In further developments of the FMT estimator, it is of interest to define an approach which encompasses both homoskedasticty and heteroskedasticity. One direct option is to start with an FMT model including skedastic functions for potential heteroskedasticity. A model specification test, e.g., a likelihood ratio (LR) test, can then be used for discriminating between the FMT and the FMT.vf estimators. Several aspects have to be considered here. One is the anticipated increase in the variance of the estimator, which might rule out the advantages of the FMT estimator observed in this paper. Second, the LR test would be valid if the true model is an FMT mixture.
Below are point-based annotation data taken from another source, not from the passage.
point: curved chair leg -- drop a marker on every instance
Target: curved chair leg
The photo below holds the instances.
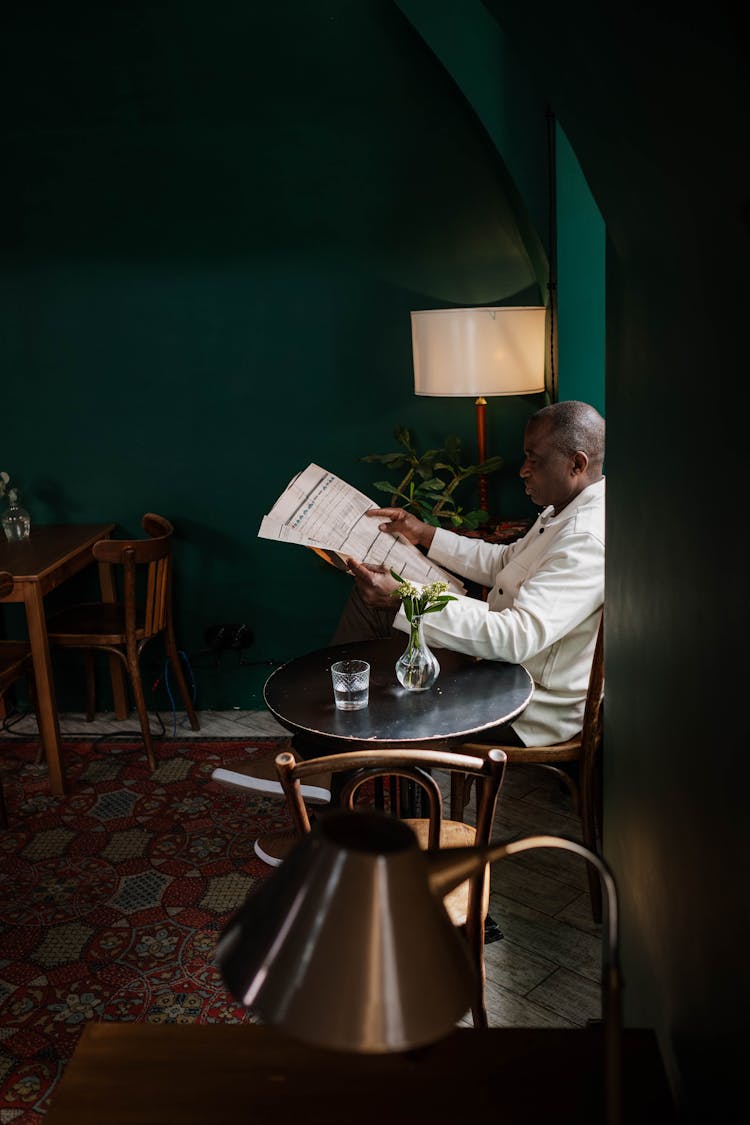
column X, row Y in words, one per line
column 179, row 675
column 90, row 685
column 587, row 799
column 136, row 684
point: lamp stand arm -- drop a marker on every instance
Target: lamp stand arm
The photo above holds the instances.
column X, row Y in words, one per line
column 481, row 451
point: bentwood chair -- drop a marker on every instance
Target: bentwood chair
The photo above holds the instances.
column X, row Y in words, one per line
column 143, row 569
column 15, row 665
column 583, row 753
column 469, row 903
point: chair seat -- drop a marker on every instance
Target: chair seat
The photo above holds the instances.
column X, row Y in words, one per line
column 98, row 622
column 452, row 834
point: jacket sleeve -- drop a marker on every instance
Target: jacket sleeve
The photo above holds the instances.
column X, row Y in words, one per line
column 562, row 592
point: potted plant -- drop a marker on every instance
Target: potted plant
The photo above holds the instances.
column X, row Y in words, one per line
column 430, row 483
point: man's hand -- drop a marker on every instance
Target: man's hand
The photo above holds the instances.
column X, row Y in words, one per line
column 376, row 585
column 399, row 522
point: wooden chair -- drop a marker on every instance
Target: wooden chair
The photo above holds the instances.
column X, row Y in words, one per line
column 469, row 903
column 584, row 750
column 15, row 664
column 125, row 627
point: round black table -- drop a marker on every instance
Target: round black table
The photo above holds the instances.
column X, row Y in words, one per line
column 468, row 699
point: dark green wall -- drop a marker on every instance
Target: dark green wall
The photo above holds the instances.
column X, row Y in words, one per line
column 654, row 105
column 218, row 219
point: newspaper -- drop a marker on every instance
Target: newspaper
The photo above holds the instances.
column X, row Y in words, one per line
column 322, row 511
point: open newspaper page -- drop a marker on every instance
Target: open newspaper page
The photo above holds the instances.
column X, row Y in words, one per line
column 322, row 511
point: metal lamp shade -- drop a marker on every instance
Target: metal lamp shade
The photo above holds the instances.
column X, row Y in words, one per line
column 346, row 945
column 479, row 352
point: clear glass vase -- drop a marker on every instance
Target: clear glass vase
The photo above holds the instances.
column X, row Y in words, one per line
column 16, row 520
column 417, row 667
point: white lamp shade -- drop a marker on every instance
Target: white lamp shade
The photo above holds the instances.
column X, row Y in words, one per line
column 478, row 352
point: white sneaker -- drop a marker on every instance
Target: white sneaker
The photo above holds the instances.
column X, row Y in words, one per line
column 260, row 775
column 274, row 847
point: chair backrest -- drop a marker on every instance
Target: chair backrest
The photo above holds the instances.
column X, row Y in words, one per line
column 155, row 554
column 406, row 763
column 413, row 765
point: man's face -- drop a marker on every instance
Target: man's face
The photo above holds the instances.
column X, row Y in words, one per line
column 548, row 474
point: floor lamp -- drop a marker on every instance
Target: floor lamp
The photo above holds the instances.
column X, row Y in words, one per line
column 479, row 353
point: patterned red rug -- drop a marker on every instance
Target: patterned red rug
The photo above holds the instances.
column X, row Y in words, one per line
column 111, row 898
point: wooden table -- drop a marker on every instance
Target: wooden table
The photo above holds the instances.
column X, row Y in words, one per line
column 39, row 564
column 469, row 698
column 225, row 1073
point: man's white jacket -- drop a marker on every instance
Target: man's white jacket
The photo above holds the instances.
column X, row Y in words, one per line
column 543, row 608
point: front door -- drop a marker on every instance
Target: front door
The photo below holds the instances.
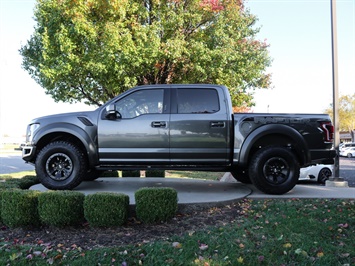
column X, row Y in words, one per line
column 141, row 134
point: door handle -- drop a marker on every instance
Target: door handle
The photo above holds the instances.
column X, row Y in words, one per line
column 218, row 124
column 158, row 124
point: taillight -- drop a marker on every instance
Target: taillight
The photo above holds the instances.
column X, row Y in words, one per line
column 328, row 130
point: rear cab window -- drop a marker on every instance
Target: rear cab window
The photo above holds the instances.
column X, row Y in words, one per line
column 197, row 101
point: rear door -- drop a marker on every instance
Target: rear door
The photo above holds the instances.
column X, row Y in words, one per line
column 141, row 135
column 199, row 126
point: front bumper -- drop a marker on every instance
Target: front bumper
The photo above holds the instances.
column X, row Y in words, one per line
column 28, row 153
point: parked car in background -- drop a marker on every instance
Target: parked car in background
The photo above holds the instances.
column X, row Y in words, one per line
column 344, row 146
column 319, row 173
column 347, row 152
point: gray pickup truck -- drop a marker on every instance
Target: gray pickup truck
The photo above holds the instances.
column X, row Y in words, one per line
column 184, row 127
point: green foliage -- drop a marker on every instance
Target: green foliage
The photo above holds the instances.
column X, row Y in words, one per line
column 61, row 208
column 154, row 173
column 93, row 50
column 133, row 173
column 106, row 209
column 262, row 232
column 346, row 112
column 22, row 183
column 156, row 204
column 19, row 208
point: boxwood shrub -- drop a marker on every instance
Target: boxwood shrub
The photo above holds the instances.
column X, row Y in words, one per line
column 131, row 173
column 154, row 173
column 106, row 209
column 19, row 208
column 61, row 208
column 156, row 204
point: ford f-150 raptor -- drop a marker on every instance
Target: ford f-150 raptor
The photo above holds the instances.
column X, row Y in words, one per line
column 179, row 126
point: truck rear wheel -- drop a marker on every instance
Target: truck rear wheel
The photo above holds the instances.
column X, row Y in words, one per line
column 274, row 170
column 60, row 165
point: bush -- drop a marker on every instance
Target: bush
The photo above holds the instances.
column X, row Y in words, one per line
column 28, row 181
column 106, row 209
column 155, row 204
column 61, row 208
column 133, row 173
column 23, row 183
column 154, row 173
column 19, row 208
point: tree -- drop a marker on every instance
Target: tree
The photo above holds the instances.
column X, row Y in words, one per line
column 346, row 114
column 92, row 50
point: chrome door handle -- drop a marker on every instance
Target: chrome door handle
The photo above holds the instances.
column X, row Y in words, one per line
column 158, row 124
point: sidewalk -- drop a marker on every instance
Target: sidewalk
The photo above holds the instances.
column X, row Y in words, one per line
column 194, row 191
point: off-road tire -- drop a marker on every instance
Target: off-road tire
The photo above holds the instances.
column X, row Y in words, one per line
column 274, row 170
column 324, row 175
column 61, row 165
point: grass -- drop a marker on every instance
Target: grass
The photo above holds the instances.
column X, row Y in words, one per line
column 266, row 232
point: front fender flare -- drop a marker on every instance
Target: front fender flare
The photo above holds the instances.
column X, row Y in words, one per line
column 65, row 128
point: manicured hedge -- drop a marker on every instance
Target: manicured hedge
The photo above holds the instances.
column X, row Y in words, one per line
column 22, row 208
column 131, row 173
column 154, row 173
column 19, row 208
column 156, row 204
column 61, row 208
column 106, row 209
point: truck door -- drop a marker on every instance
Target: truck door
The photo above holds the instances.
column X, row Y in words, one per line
column 199, row 126
column 140, row 134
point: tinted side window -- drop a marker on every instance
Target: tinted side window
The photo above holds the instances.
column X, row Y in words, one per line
column 197, row 101
column 140, row 103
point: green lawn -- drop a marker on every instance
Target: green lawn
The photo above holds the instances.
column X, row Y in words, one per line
column 266, row 232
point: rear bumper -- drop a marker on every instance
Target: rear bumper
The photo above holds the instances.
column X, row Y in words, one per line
column 323, row 156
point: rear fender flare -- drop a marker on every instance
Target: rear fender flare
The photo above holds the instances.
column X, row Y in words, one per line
column 300, row 144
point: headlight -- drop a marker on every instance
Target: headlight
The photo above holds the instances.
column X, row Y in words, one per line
column 30, row 131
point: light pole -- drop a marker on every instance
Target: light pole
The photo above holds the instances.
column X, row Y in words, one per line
column 335, row 180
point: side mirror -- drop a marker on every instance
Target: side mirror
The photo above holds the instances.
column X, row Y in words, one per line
column 111, row 113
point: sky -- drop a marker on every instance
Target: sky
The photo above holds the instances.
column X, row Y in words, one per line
column 298, row 32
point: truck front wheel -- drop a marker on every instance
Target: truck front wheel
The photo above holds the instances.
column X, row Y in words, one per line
column 60, row 165
column 274, row 170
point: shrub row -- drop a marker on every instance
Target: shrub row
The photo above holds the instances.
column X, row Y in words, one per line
column 21, row 208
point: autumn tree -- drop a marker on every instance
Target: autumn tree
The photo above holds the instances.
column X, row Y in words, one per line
column 92, row 50
column 346, row 114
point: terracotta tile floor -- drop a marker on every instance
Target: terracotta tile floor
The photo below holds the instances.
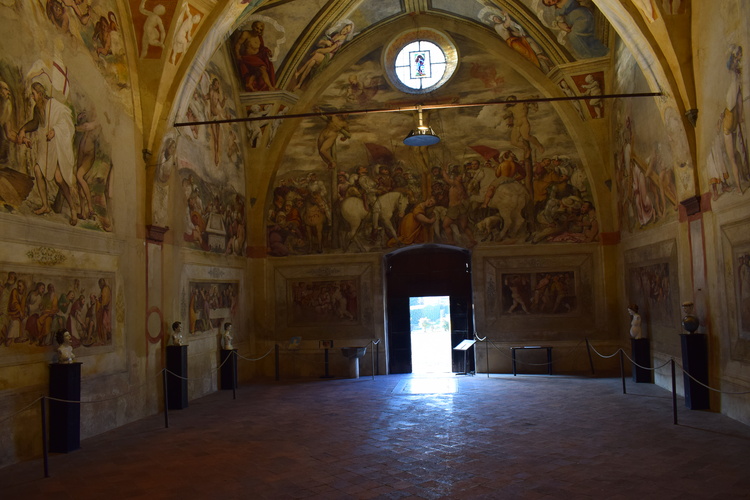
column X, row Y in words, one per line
column 528, row 437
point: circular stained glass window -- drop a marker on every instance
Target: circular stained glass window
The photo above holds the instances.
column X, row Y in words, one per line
column 421, row 60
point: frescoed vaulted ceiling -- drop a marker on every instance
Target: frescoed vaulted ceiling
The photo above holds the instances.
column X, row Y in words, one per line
column 276, row 60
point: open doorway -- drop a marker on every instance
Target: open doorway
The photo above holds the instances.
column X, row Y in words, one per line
column 430, row 321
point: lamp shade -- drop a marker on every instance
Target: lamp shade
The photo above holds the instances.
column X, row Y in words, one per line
column 423, row 136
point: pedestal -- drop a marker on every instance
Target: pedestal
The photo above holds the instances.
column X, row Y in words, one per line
column 177, row 385
column 695, row 362
column 228, row 369
column 641, row 351
column 64, row 418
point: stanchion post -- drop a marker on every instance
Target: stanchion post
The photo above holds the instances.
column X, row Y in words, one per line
column 591, row 360
column 166, row 401
column 276, row 358
column 45, row 452
column 674, row 393
column 234, row 374
column 487, row 355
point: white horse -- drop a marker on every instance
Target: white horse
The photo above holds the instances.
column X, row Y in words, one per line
column 353, row 211
column 509, row 200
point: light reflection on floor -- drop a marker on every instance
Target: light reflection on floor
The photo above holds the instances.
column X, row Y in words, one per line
column 444, row 384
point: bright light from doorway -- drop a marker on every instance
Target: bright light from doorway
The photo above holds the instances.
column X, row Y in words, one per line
column 430, row 334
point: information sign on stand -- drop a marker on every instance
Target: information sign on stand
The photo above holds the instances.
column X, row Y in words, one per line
column 464, row 346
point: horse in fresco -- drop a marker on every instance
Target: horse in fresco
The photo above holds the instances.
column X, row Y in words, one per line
column 509, row 200
column 314, row 217
column 353, row 211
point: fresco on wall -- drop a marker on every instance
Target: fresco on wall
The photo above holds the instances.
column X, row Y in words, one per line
column 255, row 48
column 728, row 165
column 314, row 302
column 211, row 304
column 644, row 165
column 500, row 175
column 650, row 287
column 591, row 84
column 538, row 293
column 186, row 25
column 725, row 158
column 575, row 23
column 151, row 20
column 34, row 306
column 324, row 51
column 55, row 153
column 515, row 36
column 208, row 161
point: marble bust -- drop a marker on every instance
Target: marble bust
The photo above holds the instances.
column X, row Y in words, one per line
column 176, row 337
column 226, row 337
column 636, row 330
column 65, row 350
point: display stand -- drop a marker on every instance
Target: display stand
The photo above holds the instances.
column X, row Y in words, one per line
column 228, row 369
column 695, row 362
column 464, row 346
column 641, row 351
column 64, row 418
column 177, row 383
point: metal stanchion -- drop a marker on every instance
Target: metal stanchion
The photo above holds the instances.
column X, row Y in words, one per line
column 591, row 360
column 276, row 356
column 487, row 355
column 234, row 374
column 674, row 393
column 166, row 402
column 45, row 453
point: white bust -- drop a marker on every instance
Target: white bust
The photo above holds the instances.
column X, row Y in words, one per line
column 176, row 337
column 636, row 330
column 65, row 351
column 226, row 337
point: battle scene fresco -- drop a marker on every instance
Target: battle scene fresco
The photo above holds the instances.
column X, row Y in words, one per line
column 538, row 293
column 314, row 302
column 56, row 131
column 211, row 304
column 500, row 175
column 35, row 306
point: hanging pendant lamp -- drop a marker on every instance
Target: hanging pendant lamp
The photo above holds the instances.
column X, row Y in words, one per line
column 422, row 135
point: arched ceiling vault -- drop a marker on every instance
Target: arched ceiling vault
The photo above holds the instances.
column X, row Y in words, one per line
column 225, row 16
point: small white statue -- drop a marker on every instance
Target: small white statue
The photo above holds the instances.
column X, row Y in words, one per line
column 226, row 337
column 636, row 331
column 65, row 351
column 176, row 337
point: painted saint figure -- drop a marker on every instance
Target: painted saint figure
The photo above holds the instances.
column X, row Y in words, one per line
column 153, row 29
column 254, row 59
column 52, row 147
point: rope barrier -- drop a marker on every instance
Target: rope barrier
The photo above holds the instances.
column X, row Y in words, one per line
column 21, row 410
column 719, row 391
column 255, row 359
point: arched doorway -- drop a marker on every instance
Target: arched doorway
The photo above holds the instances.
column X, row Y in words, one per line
column 427, row 270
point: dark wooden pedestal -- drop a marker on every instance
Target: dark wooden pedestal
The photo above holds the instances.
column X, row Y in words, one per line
column 695, row 362
column 641, row 352
column 177, row 385
column 228, row 369
column 64, row 418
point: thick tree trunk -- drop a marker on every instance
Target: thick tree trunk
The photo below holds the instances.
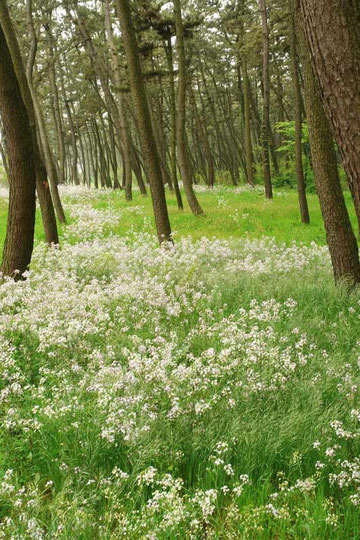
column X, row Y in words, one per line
column 304, row 210
column 266, row 104
column 22, row 173
column 42, row 186
column 181, row 119
column 146, row 135
column 333, row 33
column 340, row 236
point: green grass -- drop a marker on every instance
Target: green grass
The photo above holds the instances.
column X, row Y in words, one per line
column 226, row 215
column 92, row 314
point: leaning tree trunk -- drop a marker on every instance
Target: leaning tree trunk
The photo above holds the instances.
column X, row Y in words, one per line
column 172, row 114
column 333, row 33
column 147, row 140
column 341, row 240
column 22, row 173
column 304, row 210
column 181, row 119
column 266, row 105
column 42, row 186
column 49, row 159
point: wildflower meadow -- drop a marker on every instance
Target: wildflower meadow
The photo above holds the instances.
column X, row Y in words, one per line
column 207, row 390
As the mixture of FMT is here suggested as an approximation, the properties of the LR test have to be considered. A third aspect is the form of the skedastic function. Here an exponential function has been used and results imply robustness against a misspecification of the form of heteroskedasticity. However, other forms of skedastic functions can be considered, as well as studying the performance under other forms of heteroskedasticity.

The number of components to include in a mixture of Tobit models has not been addressed in this paper. Suggestions of criteria for choosing the number of components are found in e.g., (McLachlan and Peel (2000), Ch. 6). One important aspect here is the use of the finite mixture for approximating an unknown distribution. It is therefore of interest to assess the sufficient number of components rather than the true number of components. An expected shortcoming of an estimator defined with a selection criteria for the number of components is increased variance. Our simulation results indicate that a fixed two components model can be sufficient for defining estimators with good properties in terms of low bias and variance. Similar findings for non-censored data are found in Bartolucci and Scaccia (2005).